Do we have such a density function also for the numbers with the property $\ \omega(n)=k\ $ for a given $k$ , where $\ \omega(n)\ $ denotes the number of distinct prime factors of $n$ ? For example, can we estimate how many numbers in the interval, lets say, $\ [10^{49},10^{49}+10^{10}]\ $, have exactly $10$ distinct prime factors ?

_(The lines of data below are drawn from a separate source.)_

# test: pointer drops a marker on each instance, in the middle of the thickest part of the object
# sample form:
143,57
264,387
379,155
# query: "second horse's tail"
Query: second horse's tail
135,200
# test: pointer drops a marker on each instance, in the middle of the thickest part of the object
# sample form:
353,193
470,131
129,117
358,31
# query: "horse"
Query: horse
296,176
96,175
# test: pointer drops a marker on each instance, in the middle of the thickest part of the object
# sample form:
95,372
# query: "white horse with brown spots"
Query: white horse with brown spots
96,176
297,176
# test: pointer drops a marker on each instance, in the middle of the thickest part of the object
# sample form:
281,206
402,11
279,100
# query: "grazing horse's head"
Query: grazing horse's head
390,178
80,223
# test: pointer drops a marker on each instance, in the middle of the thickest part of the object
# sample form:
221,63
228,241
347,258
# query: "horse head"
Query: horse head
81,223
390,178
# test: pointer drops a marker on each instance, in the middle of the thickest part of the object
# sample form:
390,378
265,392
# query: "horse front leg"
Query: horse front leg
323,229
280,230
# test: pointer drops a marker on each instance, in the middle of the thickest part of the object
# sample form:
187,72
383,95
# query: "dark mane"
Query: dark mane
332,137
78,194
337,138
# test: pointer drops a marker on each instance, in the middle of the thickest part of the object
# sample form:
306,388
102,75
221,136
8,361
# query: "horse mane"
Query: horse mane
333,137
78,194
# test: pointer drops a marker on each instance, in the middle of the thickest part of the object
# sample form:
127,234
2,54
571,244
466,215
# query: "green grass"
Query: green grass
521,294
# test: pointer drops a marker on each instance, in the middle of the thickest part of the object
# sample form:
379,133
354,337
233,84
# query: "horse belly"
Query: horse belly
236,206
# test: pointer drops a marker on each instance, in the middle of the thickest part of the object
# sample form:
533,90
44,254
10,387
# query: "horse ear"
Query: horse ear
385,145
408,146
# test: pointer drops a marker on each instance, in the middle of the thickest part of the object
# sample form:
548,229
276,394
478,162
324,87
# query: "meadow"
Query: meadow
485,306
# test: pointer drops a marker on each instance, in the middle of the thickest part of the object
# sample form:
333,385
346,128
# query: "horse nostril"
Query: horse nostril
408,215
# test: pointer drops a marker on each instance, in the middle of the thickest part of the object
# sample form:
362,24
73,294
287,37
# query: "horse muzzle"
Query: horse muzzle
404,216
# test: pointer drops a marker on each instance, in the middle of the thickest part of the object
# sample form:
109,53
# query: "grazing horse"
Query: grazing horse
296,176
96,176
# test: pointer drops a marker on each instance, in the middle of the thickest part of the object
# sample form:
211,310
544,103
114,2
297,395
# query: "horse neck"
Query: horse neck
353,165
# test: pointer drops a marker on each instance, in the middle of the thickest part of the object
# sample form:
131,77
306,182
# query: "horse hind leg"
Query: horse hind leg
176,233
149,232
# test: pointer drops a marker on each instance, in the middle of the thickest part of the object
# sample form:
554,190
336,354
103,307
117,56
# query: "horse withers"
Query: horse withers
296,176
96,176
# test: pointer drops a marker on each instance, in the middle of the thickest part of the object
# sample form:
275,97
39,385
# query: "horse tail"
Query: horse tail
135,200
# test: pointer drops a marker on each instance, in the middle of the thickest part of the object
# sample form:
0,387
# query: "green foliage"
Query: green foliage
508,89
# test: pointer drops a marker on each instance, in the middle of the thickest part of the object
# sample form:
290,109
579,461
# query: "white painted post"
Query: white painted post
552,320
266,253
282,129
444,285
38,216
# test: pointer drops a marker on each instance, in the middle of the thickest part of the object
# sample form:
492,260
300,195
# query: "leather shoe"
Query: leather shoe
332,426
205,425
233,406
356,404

$$2\sum_{n \le x, \omega(n) = 2} 1 \sim \sum_{p \le x}\pi(x/p) \sim \sum_{2 \le n \le x} \frac{1}{\log n}\frac{x/n}{\log (x/n)} \sim \frac{x}{\log x} \log\log x$$ and $$\sum_{n \le x, \omega(n) = k} 1 \sim \sum_{p \le x} \sum_{n \le x/p, \omega(n) = k-1} 1 \sim \frac{x}{\log x} \frac{1}{k!} (\log\log x)^k$$
In other words $\sum_{n, \omega(n) = k} n^{-s} \approx P(s)^k \approx (\log \zeta(s))^k$ and $\zeta(s) = \sum_{k=0}^\infty \frac{1}{k!}(\log \zeta(s))^k$
About $[x,x+10^{10}]$ this is a short interval. Those asymptotics are useful to estimate on intervals $[x,(1+\delta) x]$, see the article about the PNT.